If you want to experience some relaxing time at an authentic Ecuadorean hacienda without paying very much, then Hacienda Guachala is a perfect choice. A friend and I stayed here for two nights mid-week in March 2011 before spending a weekend in Otavalo. Even if you don’t have time to stay for a night or two, I would highly recommend stopping here for a couple hours to enjoy lunch and just walk through the beautiful grounds and admire the history of this place. Hacienda Guachala is about one mile off the Panamerican highway on a paved road about twenty minutes south of Otavalo and a bit more than an hour north of Quito. It’s a perfect stopping place on a trip between Quito and Otavalo. The Hacienda is also about 5 minutes south of the equator and the Quitsato Project Solar Clock/Calendar (which is definitely worth stopping for) and about 10 minutes south of the city of Cayambe (not much for tourists to see in Cayambe).
The hacienda’s grounds are simply gorgeous with beautiful flowers, trees and bushes. The old buildings and courtyard make it authentically feel like you’ve gone back in time. It is very relaxing surroundings compared to the noise and hustle of Quito.
Lodging prices are a terrific bargain. We had a room with three twin size beds for $40. My bed was comfortable, but my friend complained about his mattress. The beds are rustic wooden tree branch frame beds with thin mattresses and lots of wool blankets on them. It gets very cool here at night so bring a warm jacket. The rooms do not have heat, AC or a fan. However they do have fireplaces. We decided not to bother setting a fire although the fireplace was obviously well used and the room had a definite smoky odor from smoke that has permeated into the painted walls and room furnishings. People with respiratory issues may not want to stay here. The room was large with high ceilings. The bathroom was somewhat cramped and dated, but clean. Larger people may feel very awkward and confined in the small shower stall.
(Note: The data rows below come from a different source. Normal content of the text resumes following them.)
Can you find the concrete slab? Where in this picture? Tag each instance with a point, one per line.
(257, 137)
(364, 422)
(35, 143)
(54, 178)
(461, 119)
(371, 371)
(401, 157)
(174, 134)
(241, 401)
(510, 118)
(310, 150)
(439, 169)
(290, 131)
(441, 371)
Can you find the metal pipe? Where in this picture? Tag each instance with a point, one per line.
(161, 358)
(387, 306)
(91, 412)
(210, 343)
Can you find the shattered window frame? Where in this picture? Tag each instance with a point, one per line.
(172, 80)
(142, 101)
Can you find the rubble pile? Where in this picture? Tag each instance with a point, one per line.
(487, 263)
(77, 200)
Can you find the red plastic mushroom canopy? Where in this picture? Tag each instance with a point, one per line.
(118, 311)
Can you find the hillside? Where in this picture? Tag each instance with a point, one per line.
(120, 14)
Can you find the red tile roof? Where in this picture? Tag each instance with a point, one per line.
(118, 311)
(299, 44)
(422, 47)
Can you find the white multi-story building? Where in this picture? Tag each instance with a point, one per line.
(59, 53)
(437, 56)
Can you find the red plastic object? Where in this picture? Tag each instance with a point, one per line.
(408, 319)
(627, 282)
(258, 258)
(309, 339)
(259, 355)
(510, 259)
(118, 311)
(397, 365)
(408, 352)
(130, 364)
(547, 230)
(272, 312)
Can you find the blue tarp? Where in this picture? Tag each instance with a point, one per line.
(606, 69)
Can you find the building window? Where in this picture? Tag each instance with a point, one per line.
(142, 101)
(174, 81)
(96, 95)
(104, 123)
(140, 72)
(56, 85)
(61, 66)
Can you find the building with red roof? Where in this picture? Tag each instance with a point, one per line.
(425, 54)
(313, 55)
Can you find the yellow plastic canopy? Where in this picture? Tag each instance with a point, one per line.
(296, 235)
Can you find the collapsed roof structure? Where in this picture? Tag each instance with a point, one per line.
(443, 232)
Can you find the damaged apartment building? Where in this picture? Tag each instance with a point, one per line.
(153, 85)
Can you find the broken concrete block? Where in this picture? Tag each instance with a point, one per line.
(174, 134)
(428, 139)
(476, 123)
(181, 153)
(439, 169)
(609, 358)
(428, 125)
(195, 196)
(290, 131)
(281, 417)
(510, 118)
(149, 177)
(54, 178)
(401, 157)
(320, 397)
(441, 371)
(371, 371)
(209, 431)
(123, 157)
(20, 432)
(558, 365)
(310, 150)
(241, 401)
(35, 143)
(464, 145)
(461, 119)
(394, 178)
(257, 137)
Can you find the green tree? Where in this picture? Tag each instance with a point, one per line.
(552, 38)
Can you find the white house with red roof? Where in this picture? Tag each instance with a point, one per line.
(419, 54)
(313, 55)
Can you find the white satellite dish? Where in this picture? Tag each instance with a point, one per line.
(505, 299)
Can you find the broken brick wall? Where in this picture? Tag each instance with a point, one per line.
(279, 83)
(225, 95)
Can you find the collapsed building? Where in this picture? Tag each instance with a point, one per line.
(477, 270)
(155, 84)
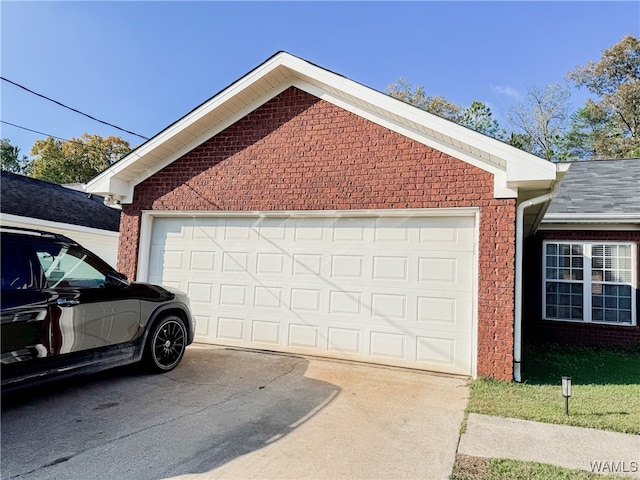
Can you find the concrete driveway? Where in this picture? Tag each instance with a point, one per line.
(230, 414)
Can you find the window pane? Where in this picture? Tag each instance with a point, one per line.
(64, 268)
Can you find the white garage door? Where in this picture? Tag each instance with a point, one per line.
(389, 290)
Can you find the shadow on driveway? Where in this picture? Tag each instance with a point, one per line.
(218, 405)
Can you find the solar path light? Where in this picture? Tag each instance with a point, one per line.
(566, 393)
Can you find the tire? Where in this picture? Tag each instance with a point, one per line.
(166, 344)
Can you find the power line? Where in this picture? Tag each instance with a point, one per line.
(72, 109)
(101, 150)
(36, 131)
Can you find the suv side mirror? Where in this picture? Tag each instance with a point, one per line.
(117, 279)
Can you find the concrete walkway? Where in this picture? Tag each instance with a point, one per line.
(570, 447)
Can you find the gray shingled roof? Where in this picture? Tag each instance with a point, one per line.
(28, 197)
(599, 187)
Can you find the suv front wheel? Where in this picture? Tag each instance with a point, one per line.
(166, 344)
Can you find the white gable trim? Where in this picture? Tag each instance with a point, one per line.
(512, 168)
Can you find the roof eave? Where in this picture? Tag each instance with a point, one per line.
(513, 169)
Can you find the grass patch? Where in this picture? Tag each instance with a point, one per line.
(477, 468)
(605, 393)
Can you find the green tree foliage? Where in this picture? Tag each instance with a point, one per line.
(609, 126)
(10, 157)
(478, 117)
(542, 120)
(77, 160)
(437, 105)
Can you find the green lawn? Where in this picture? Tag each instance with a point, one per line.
(476, 468)
(605, 394)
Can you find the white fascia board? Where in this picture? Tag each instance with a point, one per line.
(102, 181)
(513, 169)
(553, 218)
(38, 223)
(368, 213)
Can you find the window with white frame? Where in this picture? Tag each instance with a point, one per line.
(589, 282)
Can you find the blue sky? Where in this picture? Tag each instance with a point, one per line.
(143, 65)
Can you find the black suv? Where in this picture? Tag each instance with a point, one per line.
(65, 312)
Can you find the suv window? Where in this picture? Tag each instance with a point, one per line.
(66, 266)
(17, 273)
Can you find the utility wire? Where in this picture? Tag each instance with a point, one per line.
(36, 131)
(101, 150)
(72, 109)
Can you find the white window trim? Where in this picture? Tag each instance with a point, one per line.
(587, 283)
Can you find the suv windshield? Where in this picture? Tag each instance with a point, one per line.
(66, 266)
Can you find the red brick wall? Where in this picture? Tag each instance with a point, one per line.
(553, 331)
(298, 152)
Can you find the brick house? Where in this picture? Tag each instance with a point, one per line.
(306, 213)
(582, 265)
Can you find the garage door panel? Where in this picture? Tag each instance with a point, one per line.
(394, 290)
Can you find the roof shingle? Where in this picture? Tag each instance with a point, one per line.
(28, 197)
(599, 187)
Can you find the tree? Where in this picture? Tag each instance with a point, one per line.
(543, 121)
(418, 98)
(77, 160)
(478, 117)
(609, 126)
(10, 157)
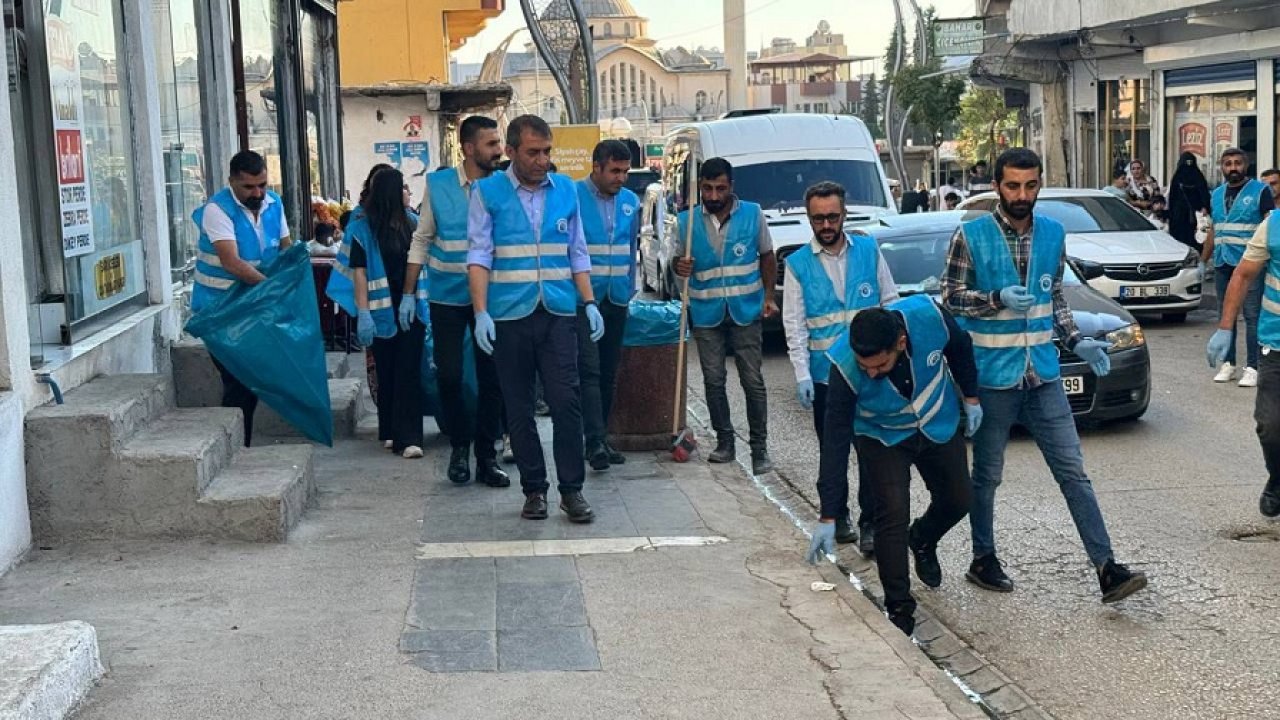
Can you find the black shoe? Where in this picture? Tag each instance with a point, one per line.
(845, 533)
(986, 573)
(576, 507)
(597, 456)
(490, 474)
(760, 463)
(1270, 502)
(1118, 582)
(867, 540)
(723, 451)
(460, 465)
(535, 507)
(927, 566)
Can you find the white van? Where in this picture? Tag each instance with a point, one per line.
(775, 158)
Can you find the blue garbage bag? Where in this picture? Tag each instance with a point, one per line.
(269, 337)
(652, 322)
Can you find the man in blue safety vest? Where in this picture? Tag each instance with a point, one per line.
(241, 228)
(1238, 206)
(826, 285)
(1004, 281)
(731, 276)
(894, 384)
(529, 273)
(440, 244)
(611, 222)
(1258, 263)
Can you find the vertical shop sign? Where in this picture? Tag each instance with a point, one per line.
(64, 83)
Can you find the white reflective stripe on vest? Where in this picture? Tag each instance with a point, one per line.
(726, 272)
(530, 250)
(717, 292)
(1011, 340)
(1036, 311)
(216, 283)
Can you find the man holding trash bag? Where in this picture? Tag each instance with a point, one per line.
(241, 228)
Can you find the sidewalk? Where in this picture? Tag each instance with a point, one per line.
(403, 596)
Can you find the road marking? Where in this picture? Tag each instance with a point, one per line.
(549, 547)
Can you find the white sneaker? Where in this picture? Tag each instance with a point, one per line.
(1225, 373)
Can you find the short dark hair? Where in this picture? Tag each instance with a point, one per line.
(530, 123)
(874, 331)
(716, 168)
(471, 127)
(1018, 158)
(611, 151)
(247, 163)
(1232, 151)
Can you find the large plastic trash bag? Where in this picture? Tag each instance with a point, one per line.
(652, 322)
(269, 337)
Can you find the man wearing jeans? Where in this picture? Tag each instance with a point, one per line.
(731, 276)
(1004, 281)
(1260, 265)
(1238, 206)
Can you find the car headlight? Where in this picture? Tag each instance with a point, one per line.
(1127, 338)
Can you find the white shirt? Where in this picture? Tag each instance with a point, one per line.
(836, 264)
(219, 227)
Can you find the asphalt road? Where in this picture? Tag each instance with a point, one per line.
(1176, 490)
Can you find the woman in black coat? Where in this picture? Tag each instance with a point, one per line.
(1188, 195)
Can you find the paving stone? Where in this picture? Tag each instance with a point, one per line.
(547, 650)
(540, 605)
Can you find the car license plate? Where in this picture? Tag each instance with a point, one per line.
(1144, 291)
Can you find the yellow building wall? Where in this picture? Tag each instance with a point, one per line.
(387, 41)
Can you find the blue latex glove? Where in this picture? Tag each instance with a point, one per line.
(972, 419)
(408, 309)
(595, 320)
(823, 542)
(485, 332)
(804, 393)
(1219, 345)
(1095, 352)
(1016, 299)
(365, 328)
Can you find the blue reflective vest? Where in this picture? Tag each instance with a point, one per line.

The food was a highlight. We ate all our meals (2 lunches, 2 dinners and 2 breakfasts) at the Hacienda. There is ample variety on the menu and the prices were a really great bargain. The menu is in both English and Spanish so placing your order with the Spanish-only speaking wait staff is not too challenging. It’s very fortunate that the food here is exceptional because there are no other options for getting a meal without asking for a taxi to come and take you somewhere. I saw a few restaurants on the Pan American highway about a mile walk from the Hacienda, but nothing that looked worthy of venturing to. There is a small town closer to the Hacienda if heading away from the Pan American highway, but I didn’t walk fully in to explore what might be there.
The nearby town of Cayambe is famous for its dairy products and for "bizcochos", a type of rich, buttery biscuit. The women in the kitchen at Guachala baked fresh bizcochos on both days we were there. In addition to giving us a sample fresh out of the oven, we had a basket full of them with each meal. I don’t want to think about how many calories I consumed in the less than 48 hours we spent there!!! At breakfast they served fresh yogurt and real butter and fresh made jams. Their food was truly exceptional.
All the staff we encountered at Hacienda Guachala were exceptionally friendly. My Spanish is very limited so we did encounter language challenges when we first arrived. The woman working the front office did not speak English and was asking me questions that were beyond what my Spanish travel phrase book could handle for translation. Nevertheless, she showed us to our room and we were set.
I had made reservations several weeks in advance from the US via e-mail. I was concerned over the lack of responsive communication I received back from them, even when I sent some e-mails in Spanish. They responded that they had availability, but never really confirmed that I had a reservation. My frustration was at a point of almost giving up and reserving a room elsewhere. When we arrived in Quito several nights before we were to go to the hacienda, I had the concierge at our Quito hotel call the hacienda just to confirm that they still had a room for us. They told him everything was set and so I felt better then. As it turned out, there were very few other guests staying there those nights and we practically had the entire place to ourselves.
The hacienda has a beautiful library, although the older books are kept locked behind glass doors. There is a pool table for use by the guests in the library along with a few ancient computers. We eventually had success getting an internet connection but don’t expect too much from those computers. The library also had a small TV with satellite that allowed us to watch CNN and Fox News in English. The hacienda also has a pool enclosed in a green house filled with beautiful flowers. It was very relaxing and pleasantly warmer just sitting by the pool under the enclosure.
One particular reason I wanted to stay at Hacienda Guachala was in hope of being able to see Mount Cayambe. Sadly, the peak was covered in clouds for the entire 2 days we were there. Even during clearer times you would have to venture away from the hacienda to get an unobstructed view looking east to Mount Cayambe.
I would certainly recommend staying at Hacienda Guachala, however, if I could redo my vacation I would have stayed for one night rather than two.